I’ve been having an ongoing dilemma with my medium format cameras.
The first film camera I bought in my adult life was a Diana F+ in February 2017, which, on hindsight, was a rather bizarre re-entry into film photography. It’s basically a toy camera with few options meaning there’s little to learn about photography when using it.
After transitioning to 35mm cameras, I decided to venture more seriously into medium format photography and bought at TLR camera, a Flexaret Automat, in September 2018.
The Flexaret worked fine on arrival, but after 2 rolls of film, it stopped advancing. Not knowing how to repair it and finding out that getting it fixed would cost way more than I paid for it, I set it aside.
Not being satisfied with having the Diana as my only medium format camera, I bought a Pentacon Six TL in May 2019.
Similar to the Flexaret, I took 2 rolls before having issues, this time a problem with the camera not advancing enough causing overlapping images.
Frustrated with the situation, I tried fixing the Flexaret figuring it wasn’t working at all so I couldn’t make anything worse. As it turned out, my initial attempt at fixing it worked.
Again, however, after 2 rolls, it stopped advancing and what had worked to fix it before didn’t work the second time.

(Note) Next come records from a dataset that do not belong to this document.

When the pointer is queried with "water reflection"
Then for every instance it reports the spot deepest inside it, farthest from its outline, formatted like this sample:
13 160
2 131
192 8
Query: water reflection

After that glimmer of hope, I was back to having the Diana as my only medium format camera. I enjoy shooting with the Diana and am often pleased with the results from it, but it is a rather limited camera.
At a loss as to how to fix my 2 non-working cameras, I decided to buy another medium format camera.
After some research, I opted to buy a Yashica Mat-124 G from Film Culture on Etsy.
One of the things I like about my Flexaret is that it is relatively small so I was glad to find that the Yashica isn’t all that bigger.
At first, I basically just wanted to know whether or not it works, I quickly shot a few pictures inside our apartment and then finished the roll (Kodak Portra 400) during a walk near our neighborhood without putting much effort into crafting anything particularly interesting.
The camera came with a wide-angle lens adapter which makes it much more cumbersome.
I tested the wide angle lens by taking similar pictures out our window with and without the adapter. The wide angle lens was visible in the photo. I’m not sure I’ll have much use for the wide angle adapter, but it will be nice having the option just in case.
When taking the photos inside, I decided to also try out a tripod a friend had given me. I set up a couple of simple still life arrangements.
I took one photo without the tripod.
And then I took 2 with the tripod.
Oddly, the blurriest picture I took was while using the tripod. It is a cheap, plastic tripod so I’m not entirely surprised although that pretty much defeats the purpose of having it.
All the outside pictures were handheld.
Now that I know the Yashica is functional, I’m looking forward to taking pictures with more care.
All of the images turned out a bit hazy. Perhaps the lens just needs to be cleaned. I’m hoping that’s not indicative of a problem because I’m at my limit for buying dysfunctional cameras.